A lack of liquidity providers in the swaps futures space has prevented any real pick-up in volumes, according to industry experts.
With the migration of bilateral OTC derivatives into the listed futureised world, experts at this year’s FIA IDX conference in London argued there are still a number of barriers for exchanges to overcome before volumes in these products take off.
“If you have the OMS lined up and the infrastructure mechanisms sorted out, when it comes to the market place do you find the sort of liquidity that is attractive and appealing?,” said Stephen Taylor, chief risk officer, Towers Trading Group.”

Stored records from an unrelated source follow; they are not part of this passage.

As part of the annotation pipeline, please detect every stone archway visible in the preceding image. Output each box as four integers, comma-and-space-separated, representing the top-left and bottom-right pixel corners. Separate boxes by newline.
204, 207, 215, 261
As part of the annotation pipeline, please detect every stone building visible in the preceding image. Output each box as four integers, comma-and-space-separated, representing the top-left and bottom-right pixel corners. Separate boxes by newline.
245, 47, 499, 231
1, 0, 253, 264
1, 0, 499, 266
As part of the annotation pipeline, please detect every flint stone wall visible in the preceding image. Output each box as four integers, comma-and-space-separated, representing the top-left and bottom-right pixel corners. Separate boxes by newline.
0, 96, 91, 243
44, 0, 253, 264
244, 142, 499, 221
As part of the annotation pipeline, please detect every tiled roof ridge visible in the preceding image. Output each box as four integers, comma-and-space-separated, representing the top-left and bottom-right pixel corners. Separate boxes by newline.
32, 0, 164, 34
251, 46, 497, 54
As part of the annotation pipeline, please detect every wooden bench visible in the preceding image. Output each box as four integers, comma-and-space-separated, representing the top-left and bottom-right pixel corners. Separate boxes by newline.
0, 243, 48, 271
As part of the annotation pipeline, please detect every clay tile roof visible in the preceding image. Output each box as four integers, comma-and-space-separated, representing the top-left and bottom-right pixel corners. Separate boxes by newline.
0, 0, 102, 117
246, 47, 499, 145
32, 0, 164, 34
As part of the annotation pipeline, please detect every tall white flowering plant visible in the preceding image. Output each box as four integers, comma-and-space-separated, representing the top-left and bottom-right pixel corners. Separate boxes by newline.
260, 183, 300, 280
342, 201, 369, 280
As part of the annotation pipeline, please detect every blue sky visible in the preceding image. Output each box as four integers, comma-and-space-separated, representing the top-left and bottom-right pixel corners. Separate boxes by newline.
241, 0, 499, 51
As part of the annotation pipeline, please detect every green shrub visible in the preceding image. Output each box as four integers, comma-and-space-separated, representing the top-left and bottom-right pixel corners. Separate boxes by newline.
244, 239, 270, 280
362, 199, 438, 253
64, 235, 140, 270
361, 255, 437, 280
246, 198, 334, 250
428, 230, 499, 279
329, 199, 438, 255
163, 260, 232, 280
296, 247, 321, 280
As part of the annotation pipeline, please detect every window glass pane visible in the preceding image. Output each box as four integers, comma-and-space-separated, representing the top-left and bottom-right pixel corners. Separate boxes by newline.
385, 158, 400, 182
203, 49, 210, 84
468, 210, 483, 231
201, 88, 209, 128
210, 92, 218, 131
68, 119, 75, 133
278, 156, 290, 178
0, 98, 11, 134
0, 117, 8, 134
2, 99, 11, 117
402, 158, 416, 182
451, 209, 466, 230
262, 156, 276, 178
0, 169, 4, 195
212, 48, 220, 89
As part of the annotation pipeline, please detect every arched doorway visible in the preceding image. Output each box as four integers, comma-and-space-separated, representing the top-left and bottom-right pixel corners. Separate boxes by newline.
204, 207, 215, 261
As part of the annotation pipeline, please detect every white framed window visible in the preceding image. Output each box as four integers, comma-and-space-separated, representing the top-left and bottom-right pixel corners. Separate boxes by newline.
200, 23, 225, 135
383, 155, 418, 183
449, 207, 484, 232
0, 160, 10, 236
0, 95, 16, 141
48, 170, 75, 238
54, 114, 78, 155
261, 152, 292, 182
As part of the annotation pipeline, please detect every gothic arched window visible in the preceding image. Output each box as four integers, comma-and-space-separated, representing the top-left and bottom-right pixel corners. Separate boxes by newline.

“For the broad spread of demands, I would argue we don’t have enough of the diverse liquidity types and providers that are able to accommodate as a sponge of that risk transfer that exists in the OTC bilateral business.”
Exchanges such as Eurex have introduced new futurised products such as FX futures and euro-denominated swap futures, however activity has stagnated.
With stricter regulations on banks and higher capital requirements, many are reducing their role as liquidity providers in a number of markets.
In addition, buy-side participation have seen little need to trade these products due to a lack of synthetic two-way pricing.
Russ Oxley, head of rates & LDI at Old Mutual Global Investors, said the barriers to gain pricing from the order management systems (OMS) of independent software providers (ISV) has contributed to the absence of liquidity.
“For a new product you need synthetic pricing and you need real-time pricing to start trading it. However there are barriers to the OMS’s. If you focus all of your support on those OMS’s, then you might get some take-up from the fund manager. But without those prices that you can see going up or down there is very little incentive [to use them],” Oxley said.
Taylor explained the introduction of new, diverse liquidity providers could be the saviour for converted swap futures products.
For example, Citadel Securities are increasing their role as liquidity providers in European derivatives markets. In addition, last year Virtu became the first high frequency trading firm to become a liquidity provider for the GMEX interest rate swap constant maturity future contracts.
“If we can ensure the listed markets can encourage and let thrive a broad range of liquidity provision models simultaneously, no matter what the type flow is from the end-user community there will be a good strong warehouse to transfer that risk. If they don’t, innovation in the central clearing space stops and the aims of the regulators won’t be broader than that,” Taylor added.